Oh, how I wish there were hope.
My beloved husband of 45 years is suffering from Parkinson’s and autonomic nervous system failure. He suffers constantly, and wished he could die in his sleep to get the pain over with.
I tend to his meds, bring him fresh cool washcloths to put on his burning face, help him to deal with the constant nausea, and help him every hour when he is awake, as he slowly loses control of all his normal functioning.
He is alive, but he is in such pain, and there are no meds that will stop his suffering. I do not want him to die. I want him back.
Why are some deaths so horribly agonizing, with minds are still intact, but unable to “get out” of the unresponsive body. How do I comfort him, and tell him that there is still meaning in this endless pain and suffering.
I need to know, because it is right here, and right now.
“How do I comfort him, and tell him that there is still meaning in this endless pain and suffering.”
I’m not sure if there is meaning in them, but perhaps in spite of them one can still find meaning. Like him knowing how much you love him by your tender caring. My thoughts and prayers for both you and your husband. As you too are suffering in other ways.
After watching people I love suffer I've come to the conclusion that some people suffer their purgatory on earth.

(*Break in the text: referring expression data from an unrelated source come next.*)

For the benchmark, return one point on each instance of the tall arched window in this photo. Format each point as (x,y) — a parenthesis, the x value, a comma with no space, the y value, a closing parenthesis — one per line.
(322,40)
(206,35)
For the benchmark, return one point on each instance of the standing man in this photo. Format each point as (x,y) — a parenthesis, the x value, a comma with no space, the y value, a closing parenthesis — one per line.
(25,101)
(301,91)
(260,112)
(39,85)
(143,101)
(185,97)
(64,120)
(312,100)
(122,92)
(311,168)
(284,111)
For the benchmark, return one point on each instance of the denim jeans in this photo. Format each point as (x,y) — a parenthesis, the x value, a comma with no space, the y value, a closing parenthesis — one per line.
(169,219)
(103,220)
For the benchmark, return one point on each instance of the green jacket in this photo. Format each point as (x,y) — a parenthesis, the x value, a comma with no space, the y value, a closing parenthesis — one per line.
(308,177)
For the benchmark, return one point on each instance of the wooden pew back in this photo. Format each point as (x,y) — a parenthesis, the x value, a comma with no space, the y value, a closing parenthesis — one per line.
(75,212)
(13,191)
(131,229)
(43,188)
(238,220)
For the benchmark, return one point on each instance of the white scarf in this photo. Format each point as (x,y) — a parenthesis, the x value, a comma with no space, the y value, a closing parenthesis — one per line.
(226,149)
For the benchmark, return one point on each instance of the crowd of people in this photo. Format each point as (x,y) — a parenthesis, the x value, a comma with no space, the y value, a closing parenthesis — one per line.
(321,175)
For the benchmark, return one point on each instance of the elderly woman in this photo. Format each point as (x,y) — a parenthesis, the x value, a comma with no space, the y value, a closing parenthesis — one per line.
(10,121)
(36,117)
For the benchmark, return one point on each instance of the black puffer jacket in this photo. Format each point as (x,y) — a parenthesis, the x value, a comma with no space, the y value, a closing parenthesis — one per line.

I am so sorry you and your husband are dealing with this, jacquej. I wish you lived near to me so I could help out over there. I will be praying for you two tonight. God bless you and thank you for taking such good care of your husband. Even in his suffering, he is very fortunate to have you.
I understand very well what you are speaking of. My mother passed away a few years ago from MSA, which is kind of a slightly quicker version of Parkinson’s that affects more of the body at once. I had to watch her go through all the stages to the point where she was completely bed-ridden and unable to communicate. The drugs we had to give her to keep her alive were so potent that they started to affect her mind, but all we could do was just watch and comfort her as much as possible. In that sort of situation, you are rather torn when praying. You don’t want to lose your loved one, but you don’t want them to suffer the way they are. We knew there was no cure, and no real treatment, but we did everything we could to just make her as comfortable as possible and hold her hand through it all. All I can say is that the pain for that loved one is fleeting, no matter how strung out it may seem to us. They do wind up at peace in a better place, so you just need to make sure you are taking care of yourself as well.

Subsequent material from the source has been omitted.